Desde la fila tres del patio de butacas
Por David Barbero | 7 noviembre 2016 - 11:21 am
Categoría: General

David Barbero

-Ayer por la tarde, había un ambiente especial en la sala teatral de la Hacería de Bilbao. Olía a expectación y entusiasmo. A pesar de que, en la calle, llovía.
-Hubo que poner varias filas de butacas más. El público había desbordado las expectativas de los organizadores.
-Se estrenaba la obra ‘Verano de cristal’, bajo la dirección de Richard Sahagún, sobre el texto que Tennessee Williams tituló ‘Repentinamente, el último verano’.
-El estreno corría a cargo de la compañía titular de la sala. Todavía joven. Había incluso la presentación de alguna joven actriz incorporada a última hora.
-El espectáculo fue seguido con un intenso interés. La inmediatez entre el público y los actores aumentaba la comunicación.
-En cuanto las luces se apagaron, los aplausos, y otras manifestaciones de aprobación, fueron largos, intensos y entusiastas.
-Inmediatamente, la proximidad del espacio propició las felicitaciones directas y los abrazos.

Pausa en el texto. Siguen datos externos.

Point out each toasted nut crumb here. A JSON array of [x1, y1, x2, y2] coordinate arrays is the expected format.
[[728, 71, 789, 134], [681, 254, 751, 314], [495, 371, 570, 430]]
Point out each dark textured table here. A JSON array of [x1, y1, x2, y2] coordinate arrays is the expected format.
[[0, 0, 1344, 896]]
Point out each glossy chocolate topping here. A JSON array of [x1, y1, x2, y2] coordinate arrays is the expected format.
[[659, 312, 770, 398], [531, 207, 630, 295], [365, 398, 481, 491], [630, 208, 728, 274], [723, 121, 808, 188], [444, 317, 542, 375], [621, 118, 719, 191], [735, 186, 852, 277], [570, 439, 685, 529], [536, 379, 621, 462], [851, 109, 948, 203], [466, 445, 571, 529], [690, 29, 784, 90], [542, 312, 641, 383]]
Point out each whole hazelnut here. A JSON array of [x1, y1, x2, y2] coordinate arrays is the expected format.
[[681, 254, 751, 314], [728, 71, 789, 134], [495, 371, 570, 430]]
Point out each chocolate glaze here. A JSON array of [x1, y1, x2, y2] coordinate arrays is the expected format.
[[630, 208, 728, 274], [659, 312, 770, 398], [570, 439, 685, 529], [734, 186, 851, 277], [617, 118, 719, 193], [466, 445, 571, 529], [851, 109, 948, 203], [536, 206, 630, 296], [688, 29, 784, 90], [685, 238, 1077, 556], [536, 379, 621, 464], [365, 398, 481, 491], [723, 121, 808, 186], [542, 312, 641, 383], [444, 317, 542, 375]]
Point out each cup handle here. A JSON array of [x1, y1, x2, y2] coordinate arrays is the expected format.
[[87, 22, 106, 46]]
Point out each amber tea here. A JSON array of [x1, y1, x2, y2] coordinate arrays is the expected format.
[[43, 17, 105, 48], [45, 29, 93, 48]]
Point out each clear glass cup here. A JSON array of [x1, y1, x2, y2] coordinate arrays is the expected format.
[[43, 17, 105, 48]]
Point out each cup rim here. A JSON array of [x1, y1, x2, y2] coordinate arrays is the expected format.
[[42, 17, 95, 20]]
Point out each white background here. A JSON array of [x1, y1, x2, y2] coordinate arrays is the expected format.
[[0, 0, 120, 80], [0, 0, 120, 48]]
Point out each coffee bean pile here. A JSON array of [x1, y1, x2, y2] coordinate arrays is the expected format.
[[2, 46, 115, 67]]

El olor inicial de expectación y entusiasmo pasó a ser de satisfacción y bien ganado orgullo.
-Los actores y las actrices dejaron escapar las tensiones acumuladas y controladas. Combinaban el entusiasmo juvenil y la madurez que van adquiriendo. También se notaba la complicidad de una compañía estable y la sinceridad de un grupo amigo.
-Era el fruto de un trabajo serio y bien planificado. Era la recompensa al esfuerzo y al entusiasmo. Era el resultado de la labor cuidada en cada uno de los pasos establecidos y llevados a cabo con detalle. Era la consecuencia de la atención con que está siendo pulido el cristal.
-Sólo queda reiterar la felicitación y desear la continuidad, que parece asegurada.